Letters to the Editor


POSTED: Wednesday, January 06, 2010

Fireworks users are terrorists

I want to discuss the New Year's celebration, with the worst illegal fireworks I have ever experienced in my entire life here on Oahu. There is no such thing that fireworks is a local tradition or a religious tradition because it didn't start on New Year's Eve; in fact, those who celebrated began in October and continued every night till New Year's.

These individuals are outright terrorists — they have ruined every holiday: Veterans Day, Thanksgiving Day, especially Christmas Day and the New Year's Eve celebration, till 4 a.m. New Year's Day.

This type of illegal fireworks has no place in residential neighborhoods and should only be in designated areas for display. Do you know how it feels to be shelled for 10 hours? These explode like a big bomb and scare the hell out of babies, children, seniors and pets. You become shellshocked, and every loud sound scares your senses, rattles your nerves and you can't get a decent night's sleep.

It would be in the interest of public safety to ban all fireworks on Oahu before someone is injured or killed by dangerous loud explosive aerial fireworks — and make it happen before October.

Darryl Lum



City and state abet terrorism

For a payoff of $201,375, the city of Honolulu and the state of Hawaii are blatant sponsors of terrorism. That's the monetary take on the sale of 8,055 fireworks permits at $25 a pop.

As a result, this New Year's Eve on Oahu there were 16 incidents of New Year's Eve-related fireworks incendiary disturbances, ranging from structural to rubbish fires. In addition, several fireworks caused severe injuries.

These detonations caused post-traumatic stress syndrome flashbacks, cowering pets and wildlife, traumatized infants and elderly, severe breathing problems and unsightly burn markings and litter.

Added to that were many cases of “;collateral”; damage. My $900 Kamaka ukulele along with several glasses vibrated off a shelf and smashed on our tile floor when a particularly egregious aerial bomb exploded.

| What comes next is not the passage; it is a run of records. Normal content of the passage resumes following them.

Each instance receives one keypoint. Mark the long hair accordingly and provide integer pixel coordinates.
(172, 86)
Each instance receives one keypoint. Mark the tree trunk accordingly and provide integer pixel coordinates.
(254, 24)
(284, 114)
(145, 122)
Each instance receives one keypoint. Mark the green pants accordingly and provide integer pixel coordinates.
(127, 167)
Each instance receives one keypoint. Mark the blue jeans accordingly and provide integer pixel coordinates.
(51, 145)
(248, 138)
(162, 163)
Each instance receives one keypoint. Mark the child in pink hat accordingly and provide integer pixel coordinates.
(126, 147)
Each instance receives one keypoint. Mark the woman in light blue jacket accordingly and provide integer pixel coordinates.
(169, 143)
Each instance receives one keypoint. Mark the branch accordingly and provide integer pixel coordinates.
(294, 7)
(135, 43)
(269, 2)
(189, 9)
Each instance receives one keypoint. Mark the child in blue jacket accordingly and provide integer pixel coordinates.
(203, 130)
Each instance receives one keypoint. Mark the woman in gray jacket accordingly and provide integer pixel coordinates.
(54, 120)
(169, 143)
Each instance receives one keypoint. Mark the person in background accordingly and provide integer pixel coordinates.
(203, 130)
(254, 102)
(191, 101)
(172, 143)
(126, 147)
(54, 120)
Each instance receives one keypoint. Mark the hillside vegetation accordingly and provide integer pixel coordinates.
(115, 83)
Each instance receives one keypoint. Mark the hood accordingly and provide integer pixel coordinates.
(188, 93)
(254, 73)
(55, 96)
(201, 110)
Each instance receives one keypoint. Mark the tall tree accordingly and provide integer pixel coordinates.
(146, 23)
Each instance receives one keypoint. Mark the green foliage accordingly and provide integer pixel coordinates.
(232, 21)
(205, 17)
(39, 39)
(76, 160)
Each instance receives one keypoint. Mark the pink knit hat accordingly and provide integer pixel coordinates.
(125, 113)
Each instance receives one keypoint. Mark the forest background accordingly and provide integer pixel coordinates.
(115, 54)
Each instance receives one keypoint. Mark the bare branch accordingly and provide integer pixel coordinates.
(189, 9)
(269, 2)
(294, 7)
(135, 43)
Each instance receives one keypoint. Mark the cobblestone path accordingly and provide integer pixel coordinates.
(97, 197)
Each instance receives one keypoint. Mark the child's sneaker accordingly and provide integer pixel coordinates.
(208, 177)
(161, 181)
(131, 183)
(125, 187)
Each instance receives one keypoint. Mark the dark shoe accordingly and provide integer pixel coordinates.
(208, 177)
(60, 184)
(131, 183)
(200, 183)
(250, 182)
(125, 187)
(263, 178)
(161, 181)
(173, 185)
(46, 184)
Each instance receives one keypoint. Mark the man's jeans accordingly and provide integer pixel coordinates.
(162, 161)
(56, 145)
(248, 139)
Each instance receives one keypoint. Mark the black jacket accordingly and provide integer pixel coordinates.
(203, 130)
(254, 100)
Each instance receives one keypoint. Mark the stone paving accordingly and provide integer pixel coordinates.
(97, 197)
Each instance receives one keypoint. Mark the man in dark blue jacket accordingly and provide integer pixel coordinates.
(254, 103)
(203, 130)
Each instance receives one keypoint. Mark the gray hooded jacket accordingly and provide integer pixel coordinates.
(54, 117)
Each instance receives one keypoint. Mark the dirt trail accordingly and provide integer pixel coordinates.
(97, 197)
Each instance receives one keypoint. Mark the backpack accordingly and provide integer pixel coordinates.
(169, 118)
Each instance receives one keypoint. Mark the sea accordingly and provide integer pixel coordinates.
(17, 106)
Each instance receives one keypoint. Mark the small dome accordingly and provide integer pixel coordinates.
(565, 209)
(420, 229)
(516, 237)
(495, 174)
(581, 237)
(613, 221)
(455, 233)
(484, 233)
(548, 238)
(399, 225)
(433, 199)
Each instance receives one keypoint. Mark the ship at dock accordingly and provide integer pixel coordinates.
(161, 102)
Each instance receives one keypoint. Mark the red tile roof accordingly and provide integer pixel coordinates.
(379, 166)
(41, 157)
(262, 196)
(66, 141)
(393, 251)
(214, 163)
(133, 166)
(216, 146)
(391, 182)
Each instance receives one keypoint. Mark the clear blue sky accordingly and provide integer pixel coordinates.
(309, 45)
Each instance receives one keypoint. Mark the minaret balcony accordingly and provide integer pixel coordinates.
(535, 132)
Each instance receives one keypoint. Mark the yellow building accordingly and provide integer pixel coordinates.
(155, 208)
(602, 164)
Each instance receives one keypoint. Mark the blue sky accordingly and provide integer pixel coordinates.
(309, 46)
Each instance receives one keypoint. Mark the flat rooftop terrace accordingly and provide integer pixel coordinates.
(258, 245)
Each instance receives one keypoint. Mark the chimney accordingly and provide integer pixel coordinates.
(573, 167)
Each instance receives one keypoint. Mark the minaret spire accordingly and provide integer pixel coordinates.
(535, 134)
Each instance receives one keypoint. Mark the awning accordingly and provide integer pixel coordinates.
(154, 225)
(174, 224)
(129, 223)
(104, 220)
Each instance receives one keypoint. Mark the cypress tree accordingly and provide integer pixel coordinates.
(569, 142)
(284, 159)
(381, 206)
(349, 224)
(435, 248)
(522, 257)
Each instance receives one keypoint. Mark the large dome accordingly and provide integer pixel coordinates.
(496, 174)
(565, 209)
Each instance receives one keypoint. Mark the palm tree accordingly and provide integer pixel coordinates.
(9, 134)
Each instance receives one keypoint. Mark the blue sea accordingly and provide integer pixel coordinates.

Outside, the clueless culprits guffawed at the hilarity of their mindless actions.

If New Year's Eve fireworks are intended to drive away evil spirits, they are doing the exact opposite. All the evidence clearly shows that fireworks attract and feed evil spirits. Yet another example of unintended consequences.

So let's keep the aloha spirit alive by letting the pyrotechnic professionals dazzle us at events that call for fireworks — and keep it out of the hands of the amateurs.

Stann W. Reiziss



Illegal fireworks are intolerable

This is far and away the worst I have seen regarding the reckless use of illegal fireworks in the 10 years I've lived here. For all the publicity about police crackdowns on this environmental, health and psychological menace to the people and property of this county, I for one didn't see a single cop respond to any of the abundance of illegal fireworks in Aiea.

We need to demand an environmental impact statement of allowing fireworks at all before we are subjected to another monthlong buildup and what is sure to be a weeks-long die-down of fireworks in this city.

As it stands, this is intolerable; one cannot even leave to go to a relatively quiet hotel in Waikiki to avoid the worst of it because then one's property is left at risk. But if one stays home, many of these illegal explosives being launched could literally blow up your house. Where is the law and order?

Matthew LoPresti



Some of us love all the fireworks

Judging by all the letters, I may be one of the few who thoroughly enjoyed New Year's Eve. I never looked forward to fighting the crowd at the public fireworks shows. Thanks to my neighbors, I didn't need to go further than my driveway. The show this year was better and longer than ever before. Somewhat surprising, the kupuna visiting my house were extremely impressed with the unlawful pyrotechnics. They could be heard saying, “;No need go Magic Island anymore!”;

Yes, I get the nervous pet thing, I understand the asthma and the many other reasons some would like a ban on all fireworks. In the future, I would urge the renegades to keep it to the 31st as the explosions in the days before and after New Year's Eve only help fuel the cry for an all-out ban. Taking away fireworks is taking away a practice that serves, to many, as a way to blow off steam.

As witnessed a few days ago, there must be a lot of steam on this island. Cap it and we may find ourselves like Los Angeles, where every New Year's you will find law enforcement officers hiding under freeway overpasses, shielding themselves from the many bullets that rain down from the sky.